Parents can just say “No”

The posture and look of the school nurse captured in the photograph* says it all. No amount of assurances of sensitivity and claims from school officials that kids enjoy the experience, can change the humiliation a young person feels having his/her body examined in school and a note sent home to his/her parents.

The Philadelphia Inquirer reported this weekend that parents are being sent obesity report cards from Pennsylvania schools, grading their children’s body mass indexes. These school grades have been mandated in about six states, patterned after the anti-childhood obesity program in Arkansas, and a pilot program across ten Pennsylvania schools has been in place since 2003. The article, “A touchy subject: obesity testing,” reported school officials as saying it was about health and teaching kids “to make better choices.” According to program administrators, parents are given information “intended to alert [them] of a present or looming weight problem.”

As we’ve seen, and this article illustrated, school officials have not proven to be sources for especially credible information or understanding about childhood obesity, growth and development, or children’s health.
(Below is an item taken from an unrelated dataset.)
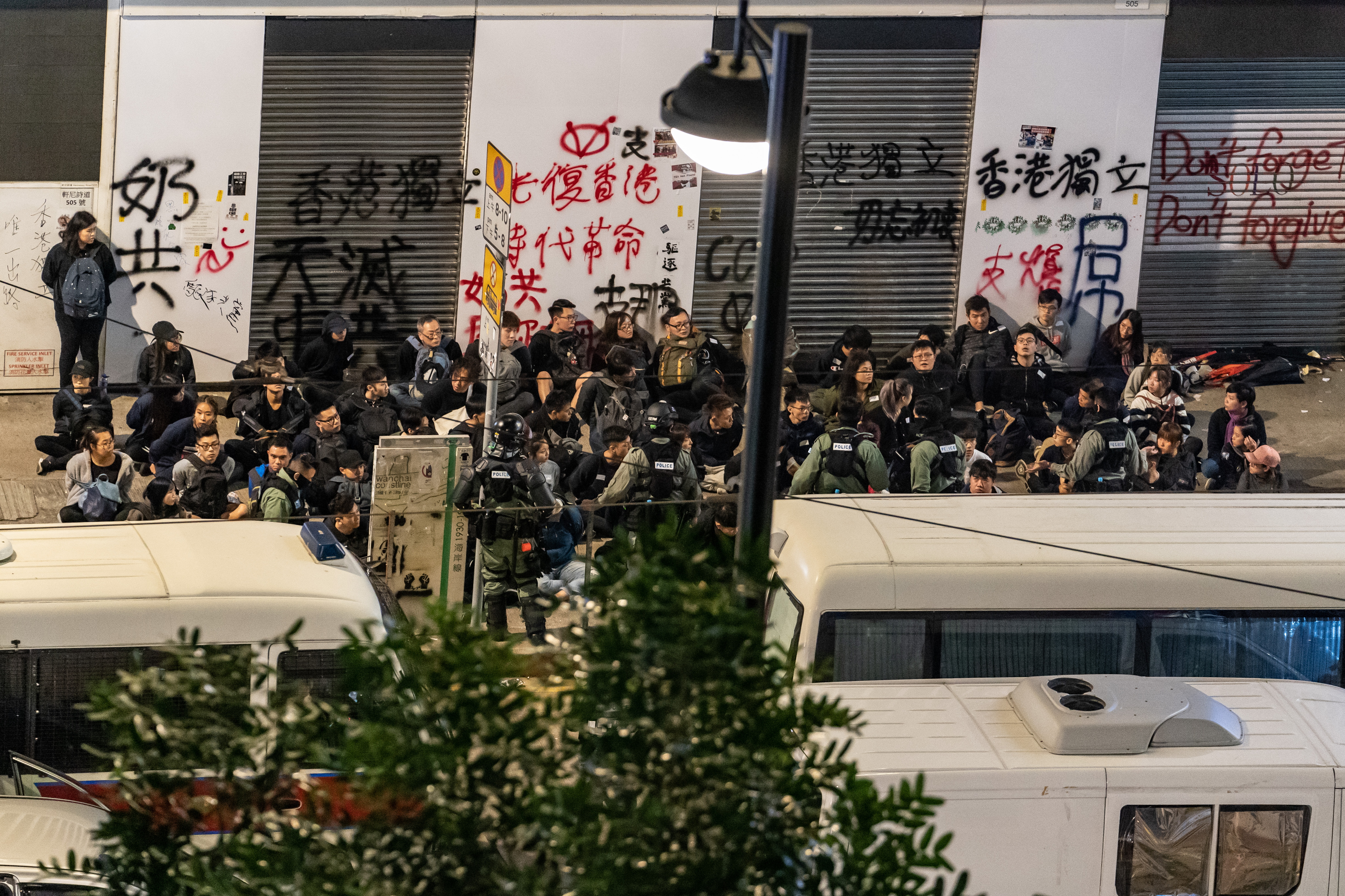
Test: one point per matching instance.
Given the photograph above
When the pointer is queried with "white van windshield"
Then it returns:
(1189, 644)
Instead, the information given families and children is typically little more than popular myths and the consequences have not been helpful or healthful.
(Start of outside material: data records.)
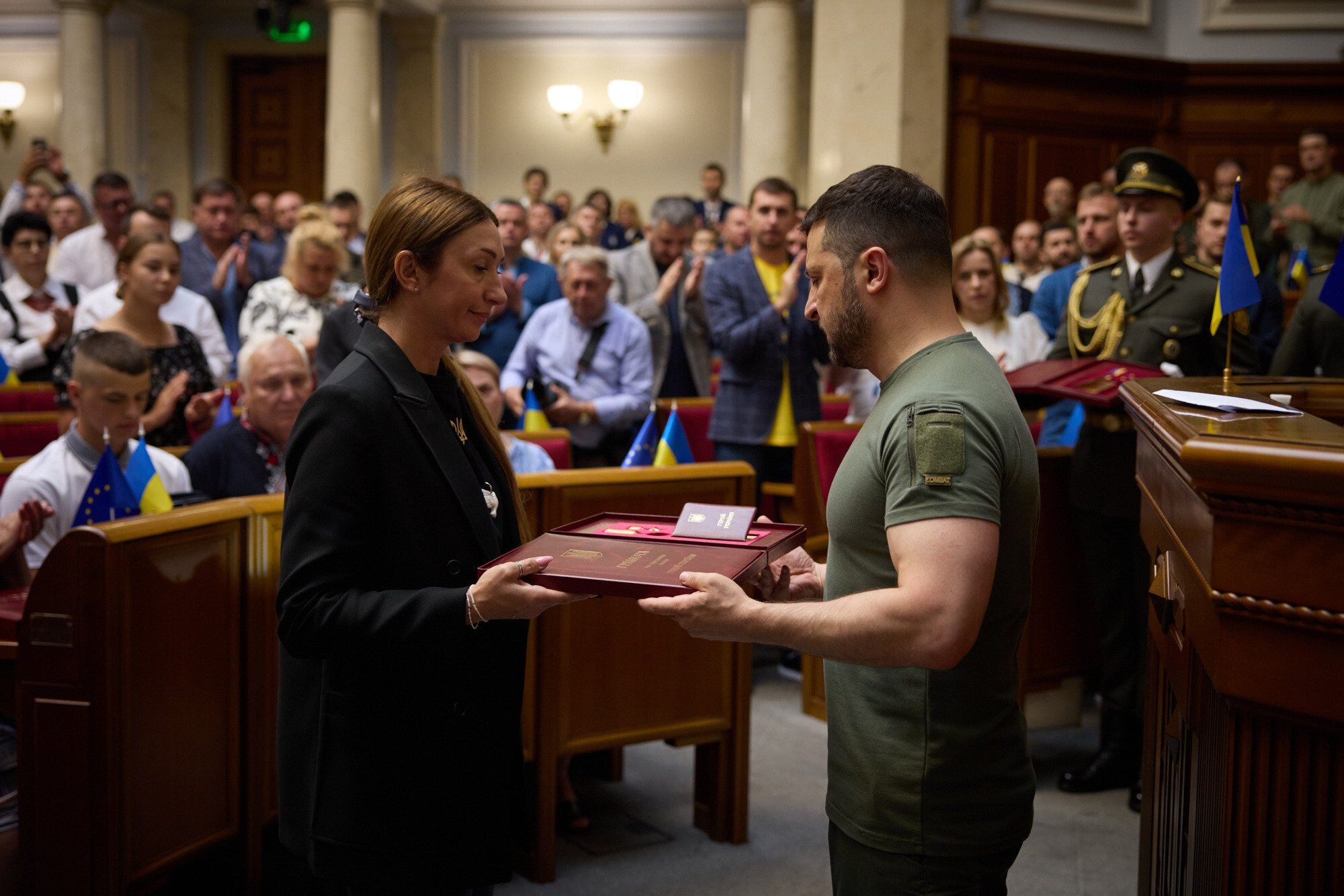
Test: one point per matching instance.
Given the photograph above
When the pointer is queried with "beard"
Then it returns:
(850, 331)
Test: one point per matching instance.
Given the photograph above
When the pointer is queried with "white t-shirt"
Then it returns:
(57, 476)
(1019, 342)
(186, 308)
(87, 259)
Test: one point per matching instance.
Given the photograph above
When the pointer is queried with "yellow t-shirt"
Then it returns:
(784, 433)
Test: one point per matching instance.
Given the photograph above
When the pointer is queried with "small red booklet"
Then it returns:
(632, 555)
(1085, 379)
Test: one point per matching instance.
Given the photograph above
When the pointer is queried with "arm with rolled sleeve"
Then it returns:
(740, 335)
(636, 382)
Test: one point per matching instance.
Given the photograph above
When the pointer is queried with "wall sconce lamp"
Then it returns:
(624, 95)
(11, 97)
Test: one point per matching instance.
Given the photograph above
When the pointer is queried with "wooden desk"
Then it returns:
(130, 701)
(605, 674)
(1244, 733)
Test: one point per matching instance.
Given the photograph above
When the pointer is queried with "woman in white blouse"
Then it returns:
(296, 303)
(980, 295)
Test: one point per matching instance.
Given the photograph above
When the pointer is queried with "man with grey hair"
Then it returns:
(661, 281)
(588, 359)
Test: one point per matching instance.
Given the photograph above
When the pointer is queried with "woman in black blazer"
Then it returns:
(401, 678)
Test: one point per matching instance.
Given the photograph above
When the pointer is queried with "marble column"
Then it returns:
(771, 135)
(84, 87)
(354, 89)
(880, 89)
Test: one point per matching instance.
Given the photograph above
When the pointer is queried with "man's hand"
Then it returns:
(667, 284)
(718, 611)
(694, 279)
(514, 398)
(790, 289)
(566, 409)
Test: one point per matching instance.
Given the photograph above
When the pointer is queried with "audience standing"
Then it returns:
(661, 283)
(37, 312)
(593, 358)
(247, 456)
(110, 388)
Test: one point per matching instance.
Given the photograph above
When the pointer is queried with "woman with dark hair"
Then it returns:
(401, 679)
(182, 389)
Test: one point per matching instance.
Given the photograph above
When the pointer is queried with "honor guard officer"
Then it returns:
(1314, 345)
(1147, 307)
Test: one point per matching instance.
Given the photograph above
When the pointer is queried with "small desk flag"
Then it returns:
(674, 448)
(108, 496)
(1237, 288)
(144, 482)
(642, 452)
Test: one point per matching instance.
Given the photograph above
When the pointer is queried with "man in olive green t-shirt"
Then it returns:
(923, 602)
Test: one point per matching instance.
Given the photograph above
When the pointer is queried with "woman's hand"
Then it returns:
(167, 402)
(502, 594)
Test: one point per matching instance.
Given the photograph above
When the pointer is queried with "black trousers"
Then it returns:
(858, 870)
(1118, 582)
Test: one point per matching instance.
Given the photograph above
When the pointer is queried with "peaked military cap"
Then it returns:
(1151, 173)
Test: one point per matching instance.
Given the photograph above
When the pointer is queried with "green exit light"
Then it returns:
(299, 32)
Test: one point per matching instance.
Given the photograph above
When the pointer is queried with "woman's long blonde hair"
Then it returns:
(421, 216)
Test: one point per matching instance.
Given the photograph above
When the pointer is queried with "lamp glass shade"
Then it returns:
(11, 95)
(565, 99)
(626, 95)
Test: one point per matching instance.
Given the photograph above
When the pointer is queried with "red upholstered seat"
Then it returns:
(831, 449)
News of the “success” of Arkansas’ comprehensive childhood obesity prevention initiatives has traveled far and wide, even to Australia, where the news recently reported that a politician is hoping to replicate former Arkansas governor Mike Huckabee’s program there. News of the evidence for the program's "success" hasn't enjoyed the same travels. The Arkansas program failed to reduce overall childhood obesity levels after three years. And it most “failed” poor and minority children. It did, however, increase the problem of underweight among the school children as much as it reduced at risk for being overweight.
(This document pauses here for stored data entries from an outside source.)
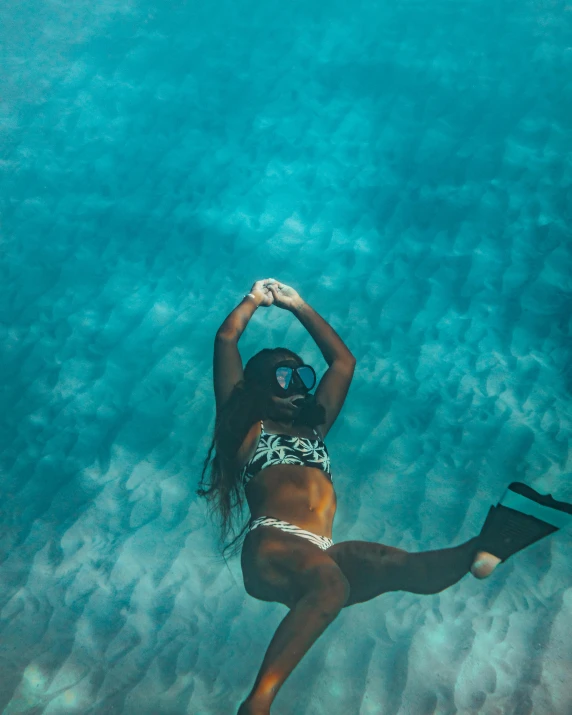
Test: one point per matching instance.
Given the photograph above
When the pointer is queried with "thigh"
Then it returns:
(371, 569)
(281, 567)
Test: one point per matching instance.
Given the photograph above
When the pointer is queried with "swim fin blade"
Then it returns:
(521, 518)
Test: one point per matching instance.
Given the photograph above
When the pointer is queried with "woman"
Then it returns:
(269, 440)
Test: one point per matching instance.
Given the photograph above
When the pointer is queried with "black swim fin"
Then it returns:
(522, 517)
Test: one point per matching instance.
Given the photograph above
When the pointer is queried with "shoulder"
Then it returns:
(249, 444)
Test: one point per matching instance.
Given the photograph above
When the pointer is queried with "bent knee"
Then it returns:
(331, 592)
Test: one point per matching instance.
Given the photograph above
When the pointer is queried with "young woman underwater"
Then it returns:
(269, 440)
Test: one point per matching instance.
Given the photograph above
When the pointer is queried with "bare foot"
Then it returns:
(484, 564)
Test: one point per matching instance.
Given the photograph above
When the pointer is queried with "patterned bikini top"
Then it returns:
(286, 449)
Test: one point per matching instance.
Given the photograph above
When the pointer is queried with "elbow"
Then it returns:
(226, 335)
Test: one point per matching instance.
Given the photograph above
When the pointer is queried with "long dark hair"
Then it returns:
(247, 404)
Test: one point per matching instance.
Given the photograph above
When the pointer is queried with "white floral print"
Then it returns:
(285, 449)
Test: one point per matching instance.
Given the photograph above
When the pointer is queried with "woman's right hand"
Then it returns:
(263, 295)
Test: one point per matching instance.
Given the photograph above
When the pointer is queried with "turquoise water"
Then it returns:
(406, 167)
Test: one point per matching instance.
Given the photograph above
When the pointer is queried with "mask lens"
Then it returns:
(283, 376)
(307, 376)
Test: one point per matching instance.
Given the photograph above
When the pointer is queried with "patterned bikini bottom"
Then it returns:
(322, 542)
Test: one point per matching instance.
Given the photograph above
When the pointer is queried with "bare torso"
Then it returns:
(300, 495)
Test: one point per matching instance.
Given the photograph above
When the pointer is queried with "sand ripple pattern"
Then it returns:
(407, 167)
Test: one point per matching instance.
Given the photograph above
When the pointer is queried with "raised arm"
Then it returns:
(334, 385)
(227, 363)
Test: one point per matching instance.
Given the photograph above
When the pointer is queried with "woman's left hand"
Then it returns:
(285, 296)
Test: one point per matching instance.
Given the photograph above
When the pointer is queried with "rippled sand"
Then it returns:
(406, 166)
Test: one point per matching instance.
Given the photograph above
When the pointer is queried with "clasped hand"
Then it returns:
(271, 292)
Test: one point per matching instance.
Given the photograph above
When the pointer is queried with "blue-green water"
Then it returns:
(406, 167)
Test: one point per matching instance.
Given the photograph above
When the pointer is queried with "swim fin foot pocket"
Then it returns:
(522, 517)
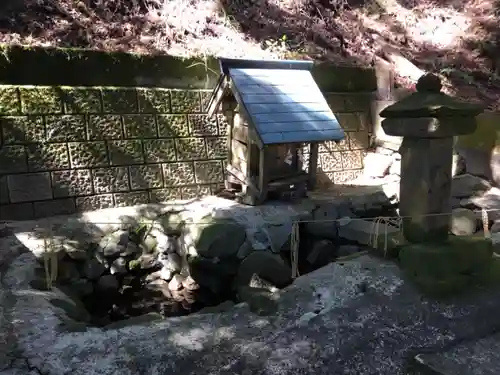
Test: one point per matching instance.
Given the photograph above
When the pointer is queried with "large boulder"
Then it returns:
(214, 237)
(467, 185)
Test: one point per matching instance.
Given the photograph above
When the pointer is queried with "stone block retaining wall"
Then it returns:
(70, 149)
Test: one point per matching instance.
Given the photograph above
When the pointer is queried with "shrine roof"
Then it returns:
(280, 100)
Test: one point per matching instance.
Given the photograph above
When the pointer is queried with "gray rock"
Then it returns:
(257, 282)
(190, 284)
(490, 201)
(102, 259)
(267, 266)
(166, 274)
(67, 272)
(171, 261)
(172, 222)
(108, 283)
(92, 269)
(128, 222)
(176, 283)
(114, 243)
(152, 276)
(215, 237)
(458, 166)
(147, 261)
(118, 267)
(142, 320)
(467, 185)
(131, 248)
(354, 333)
(260, 300)
(76, 250)
(463, 222)
(477, 162)
(149, 244)
(245, 249)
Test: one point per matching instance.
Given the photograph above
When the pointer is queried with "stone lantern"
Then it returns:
(427, 120)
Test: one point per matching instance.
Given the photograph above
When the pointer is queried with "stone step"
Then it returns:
(475, 357)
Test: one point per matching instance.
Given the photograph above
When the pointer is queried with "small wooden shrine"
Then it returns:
(277, 118)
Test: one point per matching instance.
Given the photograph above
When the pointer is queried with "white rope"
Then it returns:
(486, 222)
(294, 249)
(375, 232)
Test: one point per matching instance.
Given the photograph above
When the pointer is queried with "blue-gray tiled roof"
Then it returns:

The Philadelphia Inquirer writer cleverly weaved into her article notes of what was actually happening inside and outside the schools — all of which toppled the claims of school officials and supported the concerns of experts who were quoted on the potential harm of this program. Beyond the flawed premise of using the BMI in children in the first place, the experts’ fears included the risks of accentuating body weight concerns and encouraging inappropriate dieting among the young girls.

Such concerns were clearly a reality. The article described the school nurse’s evaluations of the kids which included grilling them about their eating and exercise habits and “push[ing] fruits, vegetables and calorie-burning extracurriculars.” A teenage girl, 5-foot 1-inch tall and weighing 120 pounds, who was active in sports and ate a healthy diet, was told she was over the “at-risk line” and needed to watch her weight. The young woman told the reporter that most of the girls in the school were already on diets and she planned to try to lose a couple of pounds, too.

And despite claims of an administrator that “I can’t think of any complaints from parents at all,” the reporter wrote of several parents objecting to this program, upset about the discriminatory aspects of failing to appreciate varying sizes among “racial and ethnic groups,” worried about the girls at risk for anorexia and bulimia, and concerned about the labels being placed on kids. One parent of an athlete was reported saying “it infuriated” her and another parent dismissed it as “really silly” because she recognized her daughter goes into growth spurts and gets chubby before each spurt.

To her credit, the reporter carefully included a note that Arkansas had curtailed their BMI report card program this year because of parent complaints and that parents can opt not to have their children participate. As we learned, parents are increasingly realizing that they can just say, “No.”